Mala cheia, bolsos vazios. Acumulamos palavras estrangeiras, imagens tantas, ruídos imperceptíveis. Apreendemos sons através de novas palavras. Rasgamos barreiras, interceptamos destroços, encontramos outros corpos pelo mapa de outras cores. Todo o percurso desrotineiro é uma aproximação ao nomadismo e esta busca pela acumulação de memórias futuras uma necessidade. Trago dezassete quilogramas dessas (i)materialidades na mala maior (acompanha-nos há tantos anos que chegámos ao osso das suas rodinhas que ainda permitem à mala cumprir a sua função). Penso para onde irá (que utilidade trará) todo este peso ainda imperceptível? Estes pensamentos colados ao silêncio do avião, do comboio, do barco. A viagem experimentada em diferentes velocidades. Chegar mais rápido sem ver a mudança ou demorar-se pelas intrépidas transformações de terrenos? Olha ali!, somos fundados pelo corpo líquido das estátuas deslembradas no passado. Esqueço as roupas porque não preciso vestir as mágoas de certo Oriente. Miserável, insalubre, desgostoso. A cada euro poupado numa camisola, um grama de peso na consciência. Já todos sabemos desta história e da outra, que nos informam à distância confortável, da fome em África, dos refugiados climáticos a morrer no Atlântico, e no entanto seguimos. Cegos repousamos a consciência nesta mentira de discursos a que chamamos conseguir viver.

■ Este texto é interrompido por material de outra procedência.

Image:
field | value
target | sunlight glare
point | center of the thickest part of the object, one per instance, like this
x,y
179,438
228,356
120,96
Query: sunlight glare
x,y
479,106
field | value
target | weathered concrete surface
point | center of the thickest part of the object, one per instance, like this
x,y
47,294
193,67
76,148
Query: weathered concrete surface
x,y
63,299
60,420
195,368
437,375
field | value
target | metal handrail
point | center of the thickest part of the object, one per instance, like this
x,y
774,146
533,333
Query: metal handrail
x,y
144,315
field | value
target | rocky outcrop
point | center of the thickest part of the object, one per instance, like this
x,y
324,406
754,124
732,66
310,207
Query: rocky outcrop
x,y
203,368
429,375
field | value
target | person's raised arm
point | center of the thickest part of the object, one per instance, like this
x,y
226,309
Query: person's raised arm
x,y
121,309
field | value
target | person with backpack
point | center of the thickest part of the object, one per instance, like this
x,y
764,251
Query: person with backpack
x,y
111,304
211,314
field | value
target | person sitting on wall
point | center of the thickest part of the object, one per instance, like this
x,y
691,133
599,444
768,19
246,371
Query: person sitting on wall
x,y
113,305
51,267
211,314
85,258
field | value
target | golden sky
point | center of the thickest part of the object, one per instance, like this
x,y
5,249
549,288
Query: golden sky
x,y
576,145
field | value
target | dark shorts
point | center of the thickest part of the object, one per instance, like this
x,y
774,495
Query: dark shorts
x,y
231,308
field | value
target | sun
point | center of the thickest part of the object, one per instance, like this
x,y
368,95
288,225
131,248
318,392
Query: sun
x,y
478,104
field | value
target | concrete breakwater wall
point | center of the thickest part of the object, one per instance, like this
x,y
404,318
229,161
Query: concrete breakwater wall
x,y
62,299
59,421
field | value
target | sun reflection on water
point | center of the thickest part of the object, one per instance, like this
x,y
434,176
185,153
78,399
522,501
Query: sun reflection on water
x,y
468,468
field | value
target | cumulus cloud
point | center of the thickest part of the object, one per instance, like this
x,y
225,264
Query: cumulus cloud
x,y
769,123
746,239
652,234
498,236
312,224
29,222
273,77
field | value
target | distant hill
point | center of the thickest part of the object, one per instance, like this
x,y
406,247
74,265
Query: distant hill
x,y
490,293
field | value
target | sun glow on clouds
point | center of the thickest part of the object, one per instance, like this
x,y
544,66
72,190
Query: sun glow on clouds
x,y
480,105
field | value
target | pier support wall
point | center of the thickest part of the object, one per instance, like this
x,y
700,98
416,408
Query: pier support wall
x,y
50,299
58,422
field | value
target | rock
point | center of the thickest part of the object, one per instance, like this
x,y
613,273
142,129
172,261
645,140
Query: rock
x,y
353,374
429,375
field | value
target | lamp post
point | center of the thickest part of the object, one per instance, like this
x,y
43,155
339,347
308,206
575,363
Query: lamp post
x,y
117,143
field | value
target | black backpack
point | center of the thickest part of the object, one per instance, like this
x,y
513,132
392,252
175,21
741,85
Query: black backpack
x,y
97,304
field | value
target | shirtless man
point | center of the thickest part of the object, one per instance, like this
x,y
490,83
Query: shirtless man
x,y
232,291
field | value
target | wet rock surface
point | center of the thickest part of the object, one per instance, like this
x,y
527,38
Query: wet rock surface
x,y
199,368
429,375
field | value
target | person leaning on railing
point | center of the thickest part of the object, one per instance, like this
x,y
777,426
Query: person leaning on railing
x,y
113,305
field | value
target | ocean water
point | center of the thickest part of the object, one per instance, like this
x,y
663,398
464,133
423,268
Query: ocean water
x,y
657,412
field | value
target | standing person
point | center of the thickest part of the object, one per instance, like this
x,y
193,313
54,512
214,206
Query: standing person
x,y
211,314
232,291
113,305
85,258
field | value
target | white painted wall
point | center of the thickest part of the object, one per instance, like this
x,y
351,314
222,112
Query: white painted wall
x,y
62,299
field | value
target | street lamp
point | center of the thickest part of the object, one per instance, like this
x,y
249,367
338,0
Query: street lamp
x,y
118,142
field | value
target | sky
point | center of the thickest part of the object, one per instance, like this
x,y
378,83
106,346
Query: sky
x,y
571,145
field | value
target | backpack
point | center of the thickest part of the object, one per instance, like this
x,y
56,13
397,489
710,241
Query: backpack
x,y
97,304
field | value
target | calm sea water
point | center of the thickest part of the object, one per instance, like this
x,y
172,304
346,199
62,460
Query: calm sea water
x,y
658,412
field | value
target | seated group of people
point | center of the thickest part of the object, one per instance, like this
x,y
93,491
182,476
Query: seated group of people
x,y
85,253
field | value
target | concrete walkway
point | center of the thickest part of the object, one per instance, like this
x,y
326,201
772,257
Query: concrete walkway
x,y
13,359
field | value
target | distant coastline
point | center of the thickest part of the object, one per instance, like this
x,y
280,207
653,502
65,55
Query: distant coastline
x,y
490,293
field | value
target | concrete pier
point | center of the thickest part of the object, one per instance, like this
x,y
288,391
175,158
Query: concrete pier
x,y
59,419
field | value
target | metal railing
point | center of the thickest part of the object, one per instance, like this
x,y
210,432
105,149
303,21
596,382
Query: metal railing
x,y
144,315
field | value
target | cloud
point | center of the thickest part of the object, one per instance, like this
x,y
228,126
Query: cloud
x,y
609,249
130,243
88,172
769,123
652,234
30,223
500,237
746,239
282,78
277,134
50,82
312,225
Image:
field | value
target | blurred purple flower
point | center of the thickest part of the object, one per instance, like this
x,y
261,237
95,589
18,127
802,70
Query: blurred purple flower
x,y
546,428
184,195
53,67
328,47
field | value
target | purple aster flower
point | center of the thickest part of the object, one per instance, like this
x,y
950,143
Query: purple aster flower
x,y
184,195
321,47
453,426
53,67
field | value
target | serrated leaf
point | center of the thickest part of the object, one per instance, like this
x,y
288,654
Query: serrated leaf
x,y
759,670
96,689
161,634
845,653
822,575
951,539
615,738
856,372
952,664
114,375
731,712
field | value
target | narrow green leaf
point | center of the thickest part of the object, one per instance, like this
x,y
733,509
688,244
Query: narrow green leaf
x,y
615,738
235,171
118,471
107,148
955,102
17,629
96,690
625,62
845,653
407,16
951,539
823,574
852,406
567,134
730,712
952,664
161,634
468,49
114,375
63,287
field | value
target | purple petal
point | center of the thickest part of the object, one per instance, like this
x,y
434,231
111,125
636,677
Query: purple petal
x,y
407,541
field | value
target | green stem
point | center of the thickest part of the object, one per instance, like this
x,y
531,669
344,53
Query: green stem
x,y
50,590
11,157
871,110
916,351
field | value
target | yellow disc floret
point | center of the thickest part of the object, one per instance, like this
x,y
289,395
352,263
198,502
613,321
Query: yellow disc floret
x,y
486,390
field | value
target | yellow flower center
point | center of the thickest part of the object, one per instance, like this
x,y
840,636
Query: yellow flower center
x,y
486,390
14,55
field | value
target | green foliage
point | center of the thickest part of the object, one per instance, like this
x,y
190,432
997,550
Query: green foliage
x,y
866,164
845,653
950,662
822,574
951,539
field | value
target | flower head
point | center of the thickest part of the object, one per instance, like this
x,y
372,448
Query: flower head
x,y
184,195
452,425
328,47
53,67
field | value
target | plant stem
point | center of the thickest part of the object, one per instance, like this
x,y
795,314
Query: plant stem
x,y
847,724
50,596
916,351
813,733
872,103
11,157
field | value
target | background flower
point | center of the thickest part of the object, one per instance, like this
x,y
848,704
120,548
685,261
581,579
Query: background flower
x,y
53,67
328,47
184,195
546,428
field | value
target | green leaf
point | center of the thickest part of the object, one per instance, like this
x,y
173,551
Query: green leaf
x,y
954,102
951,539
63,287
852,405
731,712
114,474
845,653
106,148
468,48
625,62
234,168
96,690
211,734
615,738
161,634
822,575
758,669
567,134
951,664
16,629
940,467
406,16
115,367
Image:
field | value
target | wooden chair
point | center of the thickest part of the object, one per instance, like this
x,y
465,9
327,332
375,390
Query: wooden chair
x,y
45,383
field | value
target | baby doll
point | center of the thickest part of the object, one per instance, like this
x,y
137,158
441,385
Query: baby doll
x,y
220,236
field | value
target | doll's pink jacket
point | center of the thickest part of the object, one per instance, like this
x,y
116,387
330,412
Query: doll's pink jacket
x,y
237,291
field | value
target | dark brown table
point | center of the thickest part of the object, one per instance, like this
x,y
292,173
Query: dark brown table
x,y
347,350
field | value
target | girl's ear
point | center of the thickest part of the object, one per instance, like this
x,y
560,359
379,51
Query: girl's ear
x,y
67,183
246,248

A mala em forma de livros. Para alguns, em forma de lixo. Um prolixo de livros em sacos abandonados, em farrapos, nesta curva. Preferia que fossem queimados e depois talvez se transformassem em notícia (vivemos enterrados nestes títulos escandalosos, um dia aconselharam-me, Queres viver da escrita? Escreve um título que dê clique). Ao menos, falávamos de livros. Folheio um futuro de ilusões criadoras. Quantas viagens preciso de não fazer para ler tudo o que preciso? Para ler e escrever tudo o que trago dessas viagens? Quando conseguirei travar estes saltos de autor para autor, de obra para obra, palavra em palavra? A cada texto desembrulha-se uma ideia, esculpe-se uma possibilidade de manuscrito. No meu escritório portátil, perante estas torres babilónicas de livros, um labirinto impossível de ansiedades me atormenta os dias, nesta era da produtividade técnica. Descubro o que diz Saramago, Escrever é um modo de viver, mas pressupõe ter vivido. E escrevo esta frase cem vezes. Escrever é um modo de viver, mas pressupõe ter vivido. Cem linhas repetidas por cem vezes escritas no caderno branco, no colchão abandonado como os meninos mal-comportados quando molestam a professora na escola. Encontro outros professores pela vida, mas prefiro não os referir. Um desses professores falava-me acerca do exagero destas referências. Ajoelho-me, concedo ao seu pensamento e entrego-me ao silêncio.
Viajar é levar, deixar e trazer coisas. Apesar disso compro pequenos postais. Trago vários. Já não se escrevem postais desde o estrangeiro (perdemos o romance epistolar, oh que pena), ainda assim vendem-nos coisas inúteis, como postais, com frases como esta: as melhores coisas da vida nem coisas são. O mapa da cidade divide-se entre compras e vendas. Convençam-nos do contrário nestas avenidas do desejo onde tudo se compra, tudo se aluga e tudo se vende. As asas do turismo voam pelas montras que escondem a cara das pessoas. Como podemos não acreditar que a cada metro quadrado de uma cidade tudo se pode converter em dinheiro? Até um sorriso, ou o desprezo. Pensa em algo que não seja o Tudo. Até o intangível. A arte, a criatividade, esse capital aplicável em qualquer área, está também à venda. Caminho vinte quilómetros por dia, nessas cidades, procurando o que resta de inútil, os pequenos gestos de afecto e atenção. Encontro um coração desenhado na calçada, por acaso. Ofereço uma bolacha ao homem-sem-qualquer-abrigo e ele cospe para os meus pés protegidos pelas botas quentes. Fotografo a frase tatuada na memória: as melhores coisas da vida nem coisas são. O sorriso dela é impossível de embrulhar, o teu abraço não cabe num saco e a única caixa onde pode caber o som daquele violino da Alexanderplatz é na nossa memória.